Amazonas-Synode – eine eigene Liturgie ohne zölibatär lebende Priester?

(Vier Leseminuten) In wenigen Tagen endet am 27. Oktober die Amazonas-Synode in Rom. 185 Synodenväter werden dann fast einen gesamten Monat lang über „neue Wege für die Kirche und eine ganzheitliche Ökologie im Amazonasgebiet“ beraten haben. Das war bisweilen harte Arbeit, bei der die traditionellen Ornate der Kardinäle und Bischöfe mit ihren blutroten oder violetten Knöpfen abgelegt wurden.
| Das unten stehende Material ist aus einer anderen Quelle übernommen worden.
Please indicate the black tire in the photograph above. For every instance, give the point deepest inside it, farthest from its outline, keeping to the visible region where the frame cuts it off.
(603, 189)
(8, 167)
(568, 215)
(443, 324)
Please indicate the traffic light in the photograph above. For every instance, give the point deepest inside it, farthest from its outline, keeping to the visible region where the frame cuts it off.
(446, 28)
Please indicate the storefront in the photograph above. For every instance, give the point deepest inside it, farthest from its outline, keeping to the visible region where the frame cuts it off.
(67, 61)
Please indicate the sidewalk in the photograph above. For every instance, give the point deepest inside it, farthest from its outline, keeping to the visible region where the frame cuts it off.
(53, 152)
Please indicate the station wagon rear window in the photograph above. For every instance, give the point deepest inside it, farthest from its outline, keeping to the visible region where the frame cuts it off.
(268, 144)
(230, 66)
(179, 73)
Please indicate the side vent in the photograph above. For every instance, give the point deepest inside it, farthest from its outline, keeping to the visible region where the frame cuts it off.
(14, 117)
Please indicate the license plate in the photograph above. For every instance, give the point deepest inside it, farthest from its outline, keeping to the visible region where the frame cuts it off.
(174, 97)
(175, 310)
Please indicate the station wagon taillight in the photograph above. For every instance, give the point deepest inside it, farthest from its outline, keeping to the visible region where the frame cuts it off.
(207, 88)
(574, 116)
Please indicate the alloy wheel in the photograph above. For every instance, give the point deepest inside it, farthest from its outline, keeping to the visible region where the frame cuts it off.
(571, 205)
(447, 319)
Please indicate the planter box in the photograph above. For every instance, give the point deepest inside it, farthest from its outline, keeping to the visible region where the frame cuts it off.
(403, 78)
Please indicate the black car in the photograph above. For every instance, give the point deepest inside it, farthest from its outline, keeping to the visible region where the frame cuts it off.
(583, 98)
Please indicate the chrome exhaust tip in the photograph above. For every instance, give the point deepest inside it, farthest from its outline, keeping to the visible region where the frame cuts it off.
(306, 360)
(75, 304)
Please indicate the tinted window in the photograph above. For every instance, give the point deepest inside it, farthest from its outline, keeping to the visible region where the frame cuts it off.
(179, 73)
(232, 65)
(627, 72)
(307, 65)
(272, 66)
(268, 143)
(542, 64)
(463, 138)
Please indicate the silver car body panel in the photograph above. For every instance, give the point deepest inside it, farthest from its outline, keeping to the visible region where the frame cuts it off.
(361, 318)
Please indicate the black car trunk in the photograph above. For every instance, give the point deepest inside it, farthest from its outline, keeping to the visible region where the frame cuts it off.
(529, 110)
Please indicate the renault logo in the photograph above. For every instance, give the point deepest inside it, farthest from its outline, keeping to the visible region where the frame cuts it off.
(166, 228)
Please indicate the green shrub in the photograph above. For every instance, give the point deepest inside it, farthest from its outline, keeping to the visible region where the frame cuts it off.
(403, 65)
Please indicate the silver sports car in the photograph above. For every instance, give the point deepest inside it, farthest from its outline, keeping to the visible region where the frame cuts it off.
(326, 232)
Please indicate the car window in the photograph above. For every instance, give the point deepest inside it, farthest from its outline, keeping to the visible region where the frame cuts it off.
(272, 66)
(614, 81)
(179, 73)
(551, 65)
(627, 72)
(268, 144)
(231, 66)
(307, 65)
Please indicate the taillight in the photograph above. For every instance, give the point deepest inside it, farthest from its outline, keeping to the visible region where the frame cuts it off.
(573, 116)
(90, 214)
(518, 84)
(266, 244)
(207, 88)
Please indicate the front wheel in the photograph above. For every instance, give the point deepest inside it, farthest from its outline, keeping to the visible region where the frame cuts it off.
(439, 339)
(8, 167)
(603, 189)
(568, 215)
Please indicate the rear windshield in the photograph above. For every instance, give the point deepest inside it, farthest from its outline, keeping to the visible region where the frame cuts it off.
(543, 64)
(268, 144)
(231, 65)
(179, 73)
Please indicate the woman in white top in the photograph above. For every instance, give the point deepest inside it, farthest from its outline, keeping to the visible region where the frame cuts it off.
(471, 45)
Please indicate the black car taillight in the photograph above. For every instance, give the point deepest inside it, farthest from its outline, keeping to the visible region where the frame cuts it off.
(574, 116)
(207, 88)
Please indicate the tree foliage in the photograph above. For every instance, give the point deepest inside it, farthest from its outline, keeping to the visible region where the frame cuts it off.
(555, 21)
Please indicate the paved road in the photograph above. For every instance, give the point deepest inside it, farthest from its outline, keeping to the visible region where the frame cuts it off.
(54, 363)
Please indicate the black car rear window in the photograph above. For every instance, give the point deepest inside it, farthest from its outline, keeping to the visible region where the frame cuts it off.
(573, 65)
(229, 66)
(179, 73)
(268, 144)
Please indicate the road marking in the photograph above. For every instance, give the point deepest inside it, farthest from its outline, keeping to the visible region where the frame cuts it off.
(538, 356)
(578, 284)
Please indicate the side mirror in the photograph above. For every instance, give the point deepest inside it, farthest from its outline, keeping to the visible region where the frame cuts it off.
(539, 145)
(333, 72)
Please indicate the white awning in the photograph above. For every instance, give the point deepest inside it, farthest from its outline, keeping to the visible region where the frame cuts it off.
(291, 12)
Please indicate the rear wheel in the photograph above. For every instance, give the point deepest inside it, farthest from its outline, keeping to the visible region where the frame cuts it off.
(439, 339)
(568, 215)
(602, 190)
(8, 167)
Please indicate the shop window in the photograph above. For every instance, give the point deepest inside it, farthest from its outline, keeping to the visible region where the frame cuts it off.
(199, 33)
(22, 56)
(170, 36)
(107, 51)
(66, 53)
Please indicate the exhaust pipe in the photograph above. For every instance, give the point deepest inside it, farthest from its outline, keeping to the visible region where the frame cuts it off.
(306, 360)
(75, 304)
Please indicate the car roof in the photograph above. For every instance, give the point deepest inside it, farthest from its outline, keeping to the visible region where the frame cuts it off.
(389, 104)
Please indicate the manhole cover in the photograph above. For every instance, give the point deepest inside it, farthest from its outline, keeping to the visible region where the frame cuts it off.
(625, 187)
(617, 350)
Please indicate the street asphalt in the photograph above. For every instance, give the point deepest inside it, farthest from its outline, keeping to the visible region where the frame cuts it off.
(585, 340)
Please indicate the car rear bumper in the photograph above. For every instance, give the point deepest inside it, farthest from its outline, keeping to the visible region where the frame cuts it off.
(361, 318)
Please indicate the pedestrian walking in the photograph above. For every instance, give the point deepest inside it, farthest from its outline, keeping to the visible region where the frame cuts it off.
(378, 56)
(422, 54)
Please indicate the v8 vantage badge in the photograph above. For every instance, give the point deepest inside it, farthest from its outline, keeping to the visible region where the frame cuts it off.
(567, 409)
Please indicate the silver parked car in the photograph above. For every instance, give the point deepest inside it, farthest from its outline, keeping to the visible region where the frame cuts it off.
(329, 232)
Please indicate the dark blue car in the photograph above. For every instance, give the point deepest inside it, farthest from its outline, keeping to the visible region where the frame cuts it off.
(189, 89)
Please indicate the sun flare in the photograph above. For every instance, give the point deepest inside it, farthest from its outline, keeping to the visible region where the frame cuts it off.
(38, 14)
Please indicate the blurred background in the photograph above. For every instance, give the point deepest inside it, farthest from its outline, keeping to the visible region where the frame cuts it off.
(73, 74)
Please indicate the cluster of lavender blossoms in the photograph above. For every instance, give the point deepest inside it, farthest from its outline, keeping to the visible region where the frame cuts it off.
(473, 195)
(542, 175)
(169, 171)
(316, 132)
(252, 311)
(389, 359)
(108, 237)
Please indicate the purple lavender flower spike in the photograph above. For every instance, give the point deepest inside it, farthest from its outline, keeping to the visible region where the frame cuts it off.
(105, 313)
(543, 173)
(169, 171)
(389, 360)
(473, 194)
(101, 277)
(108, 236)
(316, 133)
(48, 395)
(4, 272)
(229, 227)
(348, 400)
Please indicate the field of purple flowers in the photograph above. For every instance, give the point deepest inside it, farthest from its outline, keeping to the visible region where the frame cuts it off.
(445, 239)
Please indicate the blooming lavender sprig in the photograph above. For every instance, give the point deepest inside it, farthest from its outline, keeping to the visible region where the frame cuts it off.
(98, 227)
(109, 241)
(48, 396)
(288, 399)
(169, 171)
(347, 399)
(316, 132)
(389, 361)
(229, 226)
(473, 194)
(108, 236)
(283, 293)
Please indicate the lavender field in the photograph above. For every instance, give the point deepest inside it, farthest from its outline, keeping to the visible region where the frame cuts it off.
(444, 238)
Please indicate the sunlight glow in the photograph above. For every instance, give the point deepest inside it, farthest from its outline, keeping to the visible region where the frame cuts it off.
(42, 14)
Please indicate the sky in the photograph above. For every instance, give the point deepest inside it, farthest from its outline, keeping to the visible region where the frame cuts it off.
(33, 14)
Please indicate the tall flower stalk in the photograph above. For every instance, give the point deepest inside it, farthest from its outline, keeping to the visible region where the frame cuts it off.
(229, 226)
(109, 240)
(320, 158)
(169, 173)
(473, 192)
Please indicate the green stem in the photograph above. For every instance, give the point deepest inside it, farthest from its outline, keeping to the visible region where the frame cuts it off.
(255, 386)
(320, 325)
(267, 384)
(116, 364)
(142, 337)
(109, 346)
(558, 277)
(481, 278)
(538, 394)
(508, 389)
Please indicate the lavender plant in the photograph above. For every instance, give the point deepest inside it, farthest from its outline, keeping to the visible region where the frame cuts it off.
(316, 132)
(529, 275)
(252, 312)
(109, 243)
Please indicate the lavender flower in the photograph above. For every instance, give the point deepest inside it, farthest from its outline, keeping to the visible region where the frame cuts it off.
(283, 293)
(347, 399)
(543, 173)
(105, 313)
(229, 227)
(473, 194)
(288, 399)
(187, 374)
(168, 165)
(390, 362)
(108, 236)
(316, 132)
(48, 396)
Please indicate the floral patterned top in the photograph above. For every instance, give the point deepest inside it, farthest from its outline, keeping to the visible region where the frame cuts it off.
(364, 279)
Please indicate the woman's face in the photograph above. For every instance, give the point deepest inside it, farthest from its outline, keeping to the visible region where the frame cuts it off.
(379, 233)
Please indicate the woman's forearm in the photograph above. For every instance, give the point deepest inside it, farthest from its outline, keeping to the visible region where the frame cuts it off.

Die Geistlichen erschienen stattdessen im schlichten schwarzen „Clergyman“-Anzug ohne Rangunterschied, um gemeinsam den synodalen Weg zu gehen. Papstkritische Medien versuchten vor allem im Internet, die Synode immer wieder mit Konflikten auszumalen; – nach dem Motto: der Amazonas unterspült die Kirche. Es gab auch einen Gegensatz zwischen eher beharrenden Kräften in einer Kurie der Theologen und den südamerikanischen Hirten aus dem Amazonas, aber ein besonders spannender Kompromissvorschlag der Öffnung zur Pastoral kam dann gerade aus der Kurie und nicht vom Amazonas. Er würde den Zölibat aushebeln.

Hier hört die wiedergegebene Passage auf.